Other ways of circumventing the ban would be to stock up on alcohol at home, or to buy cheap liquor online, she said.

“I don’t think the ban will have much impact unless the government classifies alcohol as a controlled item where one person can only buy a certain amount.”

Heineken Malaysia spokesman Renuka Indrarajah agreed that illegal alcohol is a concern in the country.

Speaking to MalaysiaNow, she said over-regulation and further raising excise duties would make legal products more expensive, fuelling the illicit market and resulting in a lower tax collection.

“People will still be able to get alcohol at other places, legally or worse, illegally.”

She also said that the company strives to take the lead in advocating responsible alcohol consumption.
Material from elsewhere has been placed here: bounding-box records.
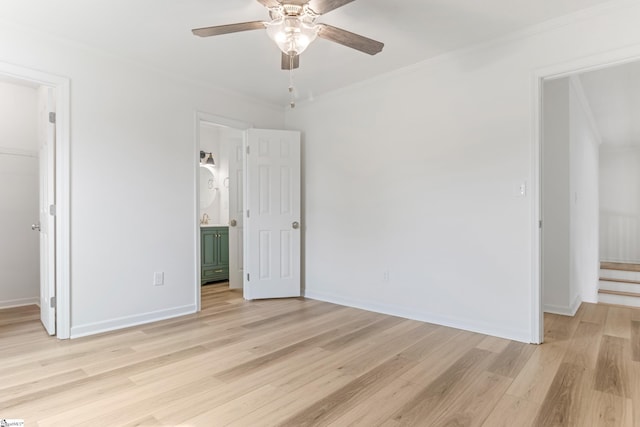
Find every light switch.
[153,271,164,286]
[513,181,527,197]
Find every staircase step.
[600,277,640,285]
[598,289,640,307]
[598,289,640,298]
[600,261,640,272]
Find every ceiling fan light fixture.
[266,16,320,55]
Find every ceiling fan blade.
[191,21,264,37]
[282,52,300,70]
[309,0,353,15]
[258,0,280,7]
[318,24,384,55]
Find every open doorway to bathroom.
[196,114,248,308]
[540,57,640,342]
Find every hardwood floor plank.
[581,303,609,325]
[595,335,631,397]
[482,394,540,427]
[488,342,536,378]
[476,337,511,353]
[279,355,416,427]
[433,371,511,427]
[0,284,640,427]
[604,306,632,339]
[332,378,422,427]
[631,320,640,362]
[392,348,495,425]
[533,363,585,427]
[564,322,603,370]
[507,342,567,405]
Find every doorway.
[195,113,250,310]
[0,63,70,339]
[532,49,640,343]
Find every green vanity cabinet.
[200,227,229,284]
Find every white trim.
[304,291,531,343]
[70,304,196,338]
[0,62,71,339]
[193,111,253,311]
[529,75,544,344]
[569,78,602,145]
[0,147,38,159]
[531,43,640,342]
[292,0,637,113]
[544,295,582,317]
[0,297,40,309]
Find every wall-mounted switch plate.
[153,271,164,286]
[513,181,527,197]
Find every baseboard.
[542,296,582,317]
[304,290,533,343]
[0,297,40,309]
[70,304,196,339]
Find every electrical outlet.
[153,271,164,286]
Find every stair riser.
[600,269,640,282]
[598,280,640,294]
[598,294,640,307]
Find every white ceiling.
[580,62,640,146]
[0,0,608,106]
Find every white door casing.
[228,138,244,289]
[244,129,301,300]
[38,86,56,335]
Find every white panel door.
[244,129,301,299]
[228,138,244,289]
[38,87,56,335]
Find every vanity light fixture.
[200,150,216,166]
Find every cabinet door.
[200,229,218,267]
[217,228,229,268]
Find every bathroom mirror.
[200,165,217,209]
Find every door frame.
[193,111,253,311]
[0,62,71,339]
[531,45,640,344]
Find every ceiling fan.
[192,0,384,70]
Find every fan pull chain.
[289,55,296,109]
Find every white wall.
[569,77,601,304]
[542,77,599,315]
[0,22,284,336]
[0,81,40,308]
[541,78,573,313]
[200,124,223,224]
[600,145,640,263]
[287,2,640,341]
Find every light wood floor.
[0,285,640,427]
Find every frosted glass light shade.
[267,16,320,55]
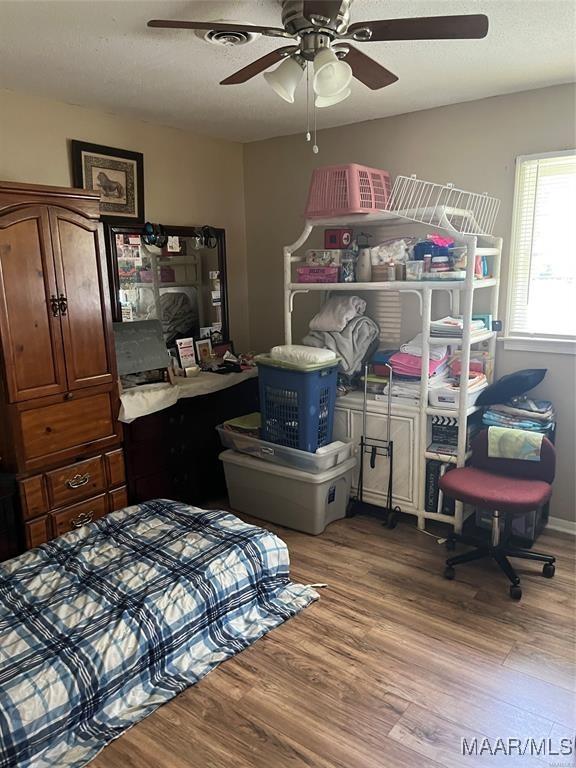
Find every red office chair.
[440,429,556,600]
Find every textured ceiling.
[0,0,576,141]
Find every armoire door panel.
[50,208,115,389]
[0,206,67,402]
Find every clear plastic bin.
[216,425,354,475]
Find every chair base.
[444,539,556,600]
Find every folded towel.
[302,316,380,376]
[310,296,366,333]
[488,427,544,461]
[400,333,448,360]
[390,352,446,376]
[270,344,336,365]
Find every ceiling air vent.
[196,21,260,46]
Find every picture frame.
[212,341,234,357]
[196,339,212,365]
[70,139,144,226]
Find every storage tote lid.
[219,450,356,485]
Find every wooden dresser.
[0,182,127,548]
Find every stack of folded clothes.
[482,395,556,434]
[390,334,448,401]
[430,316,486,339]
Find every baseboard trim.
[548,517,576,536]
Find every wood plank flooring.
[91,517,576,768]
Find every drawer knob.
[70,510,94,528]
[66,472,90,488]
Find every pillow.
[476,368,548,405]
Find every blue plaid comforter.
[0,500,317,768]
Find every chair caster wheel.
[542,563,556,579]
[510,584,522,600]
[386,512,398,530]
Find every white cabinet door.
[332,408,350,440]
[350,411,417,508]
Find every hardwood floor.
[91,517,576,768]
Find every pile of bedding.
[0,500,317,768]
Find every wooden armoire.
[0,182,126,548]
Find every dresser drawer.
[46,456,106,509]
[50,493,108,537]
[17,392,119,471]
[18,475,48,520]
[109,486,128,512]
[24,515,51,549]
[104,448,126,488]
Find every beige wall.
[244,85,576,520]
[0,90,249,349]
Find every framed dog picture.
[71,140,144,226]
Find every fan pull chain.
[312,99,318,155]
[306,62,312,141]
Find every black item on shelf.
[432,411,482,446]
[476,368,548,406]
[424,459,455,515]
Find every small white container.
[428,382,488,408]
[220,451,356,535]
[406,261,424,280]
“Our commitment to responsible consumption lies in our responsible marketing code, and the material is reviewed on eight principles including restricting exposure to minors and not associating brands with anti-social behaviour or over-consumption,” she said.

George said consuming alcohol in moderation has been shown to be beneficial for health, adding that it is the heavy use of alcohol that should be discouraged.

“In communities where alcohol use is permitted, social drinking in moderation has been shown to be beneficial and moderate amounts of alcohol consumed in a social setting can enhance positive emotions and social bonding as well as relieve negative emotions among those drinking,” he said.

Moderate drinking also appears to have positive effects on the heart and circulatory system and could provide some measure of protection against type-2 diabetes and gallstones.

On the other hand, heavy drinking is a major cause of preventable death in most countries, he said.

“So in essence, alcohol is both a tonic and a poison.”

Koh agreed that social drinking is not an issue. As medical doctors, he said, excessive alcohol consumption is viewed as a disease that needs to be treated.

He also spoke of a need to uncover the cause of people’s dependence on alcohol as a temporary escape from problems.

Mei meanwhile said there are other ways to approach the issue.

“For a start, the government should be stricter in enforcing the regulations on buying and selling alcohol,” she said.

“For example, make sure everyone who wants to buy alcohol shows their IC beforehand.”

For George, it is also an individual matter. He said the consumption of alcohol by youngsters or Muslims cannot be entirely blamed on the availability of alcoholic drinks as it depends on a person’s values and principles.

“If our values and principles are poor or shaky then the desire to abuse and use substances can increase,” he said.